Citizens question BWSSB’s motive

This being said, BWSSB making the use of microorganisms and the sensor device compulsory has raised many eyebrows, with citizens questioning the motive behind the BWSSB’s step. While citizens criticised the first criterion for lacking relevance, the second point which aims to monitor STPs, has also been flayed for its lacunae.

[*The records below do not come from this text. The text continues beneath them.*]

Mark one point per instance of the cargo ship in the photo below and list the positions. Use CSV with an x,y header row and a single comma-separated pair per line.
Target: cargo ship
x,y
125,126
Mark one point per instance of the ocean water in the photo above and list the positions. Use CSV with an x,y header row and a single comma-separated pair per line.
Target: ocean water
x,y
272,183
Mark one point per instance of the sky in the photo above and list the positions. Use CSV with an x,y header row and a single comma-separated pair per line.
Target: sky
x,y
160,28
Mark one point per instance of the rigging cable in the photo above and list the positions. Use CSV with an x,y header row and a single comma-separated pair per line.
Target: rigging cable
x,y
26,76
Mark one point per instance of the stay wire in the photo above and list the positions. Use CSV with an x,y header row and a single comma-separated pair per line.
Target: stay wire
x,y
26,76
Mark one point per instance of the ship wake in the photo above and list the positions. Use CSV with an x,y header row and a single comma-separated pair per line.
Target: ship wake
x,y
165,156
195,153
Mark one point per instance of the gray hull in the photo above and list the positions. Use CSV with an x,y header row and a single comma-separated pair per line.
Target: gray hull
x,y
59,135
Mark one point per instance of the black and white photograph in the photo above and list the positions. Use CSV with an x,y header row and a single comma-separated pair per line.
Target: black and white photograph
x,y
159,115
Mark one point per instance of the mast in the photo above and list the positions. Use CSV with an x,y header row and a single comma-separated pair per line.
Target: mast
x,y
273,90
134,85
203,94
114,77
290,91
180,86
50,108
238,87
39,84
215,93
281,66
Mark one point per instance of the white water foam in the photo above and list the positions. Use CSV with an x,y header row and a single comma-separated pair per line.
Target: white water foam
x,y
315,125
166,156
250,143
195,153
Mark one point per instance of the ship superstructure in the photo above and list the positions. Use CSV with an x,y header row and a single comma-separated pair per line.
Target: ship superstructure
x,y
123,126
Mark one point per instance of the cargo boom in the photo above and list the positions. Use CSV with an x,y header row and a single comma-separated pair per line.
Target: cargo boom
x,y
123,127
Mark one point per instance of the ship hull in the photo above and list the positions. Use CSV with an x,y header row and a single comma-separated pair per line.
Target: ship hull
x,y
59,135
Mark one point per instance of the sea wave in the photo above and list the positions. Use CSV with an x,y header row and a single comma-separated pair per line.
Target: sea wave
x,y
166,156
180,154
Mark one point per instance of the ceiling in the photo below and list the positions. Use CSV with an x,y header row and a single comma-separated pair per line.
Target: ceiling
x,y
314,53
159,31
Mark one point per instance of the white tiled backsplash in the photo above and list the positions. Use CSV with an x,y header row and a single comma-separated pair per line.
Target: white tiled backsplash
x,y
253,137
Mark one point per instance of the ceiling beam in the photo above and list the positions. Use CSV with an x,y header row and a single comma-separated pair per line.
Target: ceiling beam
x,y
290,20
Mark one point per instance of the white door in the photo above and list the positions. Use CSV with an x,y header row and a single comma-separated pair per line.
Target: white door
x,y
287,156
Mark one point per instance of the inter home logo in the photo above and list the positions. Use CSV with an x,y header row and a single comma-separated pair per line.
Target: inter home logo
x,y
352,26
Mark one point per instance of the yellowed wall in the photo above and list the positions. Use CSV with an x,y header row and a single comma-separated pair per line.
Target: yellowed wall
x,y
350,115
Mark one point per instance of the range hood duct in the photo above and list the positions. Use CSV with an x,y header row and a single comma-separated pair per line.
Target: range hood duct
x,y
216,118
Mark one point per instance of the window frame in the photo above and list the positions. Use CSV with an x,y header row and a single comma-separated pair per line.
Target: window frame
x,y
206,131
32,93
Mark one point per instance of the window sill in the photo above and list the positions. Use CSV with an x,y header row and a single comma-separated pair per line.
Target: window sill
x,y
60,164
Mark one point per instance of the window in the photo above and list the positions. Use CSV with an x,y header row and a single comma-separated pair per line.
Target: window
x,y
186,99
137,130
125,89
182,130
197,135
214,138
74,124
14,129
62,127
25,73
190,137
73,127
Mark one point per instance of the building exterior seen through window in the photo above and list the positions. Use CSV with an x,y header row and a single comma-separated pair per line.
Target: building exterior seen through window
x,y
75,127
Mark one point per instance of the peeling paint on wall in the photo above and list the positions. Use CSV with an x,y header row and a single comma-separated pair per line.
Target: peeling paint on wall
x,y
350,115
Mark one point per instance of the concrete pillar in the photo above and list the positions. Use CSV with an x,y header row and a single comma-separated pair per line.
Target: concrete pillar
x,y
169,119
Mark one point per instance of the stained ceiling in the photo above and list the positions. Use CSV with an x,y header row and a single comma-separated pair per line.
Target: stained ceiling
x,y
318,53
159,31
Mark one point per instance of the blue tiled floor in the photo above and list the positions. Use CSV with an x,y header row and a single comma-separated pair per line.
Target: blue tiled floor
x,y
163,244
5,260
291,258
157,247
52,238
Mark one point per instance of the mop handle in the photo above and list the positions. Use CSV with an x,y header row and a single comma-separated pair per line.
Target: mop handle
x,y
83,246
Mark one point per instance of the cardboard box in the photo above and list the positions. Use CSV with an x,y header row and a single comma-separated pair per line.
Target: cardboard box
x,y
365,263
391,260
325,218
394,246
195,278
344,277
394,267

Nagesh Aras, a resident of Sobha Aquamarine on Sarjapur asked as to why BWSSB has zeroed in on three vendors for purchasing micro-organisms and probes, without divulging details on how the vendors were selected. Aras asks, when there are evidences that microorganisms are not necessary for the functioning of STPs, why has BWSSB made it mandatory to use them. On what basis were three vendors approved? Was it based on lowest price for specific culture? Is BWSSB trying to flourish the business of three vendors? he asked.

Questioning the reliability of probe to monitor functioning of STPs, he said probe sounds like a magic device which can detect all 12 parameters in the process of sewage treatment. Circular does not give clarity on who is responsible if probe reveals that particular STP does not function properly. Will the builder be held responsible or the Residents’ Welfare Association?, Aras asks.

Pointing at the lacunae in the system, Aras said when there is no formal handing over process through which RWAs take charge of STP from the builder, why should RWAs be held responsible if STP fails to meet KSPCB/BWSSB standards.

Aras wonders why BWSSB wants to monitor private STPs, when the STPs run by BWSSB are not functioning properly with no functioning display systems—the display in the STP in Marathahalli has stopped working ages ago. While BWSSB gets away despite not treating sewage effectively, why are hapless citizens targeted, he asks.

Though the BWSSB has issued the circular, there are no evidences of it being circulated among Residents Welfare Associations and other stakeholders for the effective implementation of the same. In fact, the circular has not been uploaded even on BWSSB’s website.

Expert says external additives waste of money!

Dr Ananth Kodavasal has conducted experiments with microbial cultures and is also the author of STP Guide for Karnataka State Pollution Control Board (KSPCB). He says there was no need to add external microorganisms to STP. “Purchasing microorganism is nothing but waste of money. Since STPs are like open reaction vessels, processing takes place naturally. Naturally grown microorganisms do the job better than external additives,” he adds.

However, he says that external microorganisms are advantageous to some extent for a new STP. “During the first two months, they will help to stabilise the STP and then they tend to lose their value,” Dr Ananth explains.